For pie charts, the index values are used as the labels for each wedge. The `autopct` parameter is forwarded to `ax.pie` and can be set to a function that is passed the percentage of each wedge. It returns a formatted percentage and the raw count. By default, pandas use the name of the Series as the y-axis label. A title looks more appropriate so it is removed by setting it to an empty string.

In [None]:
ax = sal_ct.plot(kind='pie', figsize=(3, 3), title='COH Salary Distribution',
                 autopct=lambda x: f'{x:.1f}% - {x / 100 * sal_ct.sum():,.0f}')
ax.set_ylabel('');

## Area Plots

Area plots are like line plots, but fill the area between the x-axis and the line with a color.
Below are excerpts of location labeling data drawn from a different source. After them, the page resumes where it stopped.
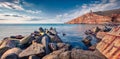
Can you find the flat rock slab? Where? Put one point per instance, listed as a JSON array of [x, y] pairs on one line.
[[34, 49], [11, 52]]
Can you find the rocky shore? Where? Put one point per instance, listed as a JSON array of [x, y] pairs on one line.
[[46, 44]]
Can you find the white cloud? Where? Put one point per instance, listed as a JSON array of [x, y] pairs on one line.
[[33, 12], [112, 1], [10, 5], [85, 8]]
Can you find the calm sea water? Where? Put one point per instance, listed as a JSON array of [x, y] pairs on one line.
[[74, 32]]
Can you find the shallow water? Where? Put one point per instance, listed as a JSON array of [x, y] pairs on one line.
[[74, 32]]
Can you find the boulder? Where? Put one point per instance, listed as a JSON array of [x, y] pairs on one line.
[[65, 55], [11, 56], [3, 50], [33, 57], [63, 45], [11, 52], [34, 49], [54, 54]]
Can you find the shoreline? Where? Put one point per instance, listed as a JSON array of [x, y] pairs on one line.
[[63, 48]]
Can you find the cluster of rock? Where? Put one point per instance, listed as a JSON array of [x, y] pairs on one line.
[[9, 49], [110, 44]]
It's equivalent in matplotlib is `stackplot`. Area plots are much more useful when using DataFrames, as you'll see in the next chapter. Below, the first 20 trading days of Amazon are plotted as an area plot.

In [None]:
amzn.head(20).plot(kind='area', alpha=.3);

## Adding a plot to a previously made axes

For all of the above plots, we let pandas create the figure and single axes. It's possible for us to create the figure and axes (possibly more than one) first and then tell pandas to use that particular axes with the `ax` parameter. Below, we create our figure and axes first and then place a histogram of the salaries on that axes.

In [None]:
fig, ax = plt.subplots(figsize=(5, 1.5), facecolor='.8')
sal.plot(kind='hist', bins=20, ec='black', range=(0, 150_000), ax=ax);

This becomes especially useful when placing plots into a figure with multiple axes. Here, four axes are created and unpacked into separate variables with the help of the numpy array `flatten` method. pandas is used to place each plot on each axes. The ticks are formatted and located appropriately.

In [None]:
fig, ax_array = plt.subplots(nrows=2, ncols=2, figsize=(5, 3), tight_layout=True)
ax1, ax2, ax3, ax4 = ax_array.flatten()
sal.plot(kind='hist', bins=20, ec='black', range=(0, 150_000), ax=ax1)
sal.plot(kind='box', vert=False, widths=.4, ax=ax2, yticks=[])
sal.plot(kind='kde', xlim=(0, 150_000), ax=ax3)
sal_ct.plot(kind='pie', ax=ax4, radius=1.4)
ax1.xaxis.set_major_formatter(ticker.FuncFormatter(conv_dollar))
ax2.xaxis.set_major_formatter(ticker.FuncFormatter(conv_dollar))
ax3.xaxis.set_major_formatter(ticker.FuncFormatter(conv_dollar))
ax3.xaxis.set_major_locator(ticker.MultipleLocator(50_000))
ax4.set_ylabel('')
fig.suptitle('COH Salary Distribution Summary', y=1.04);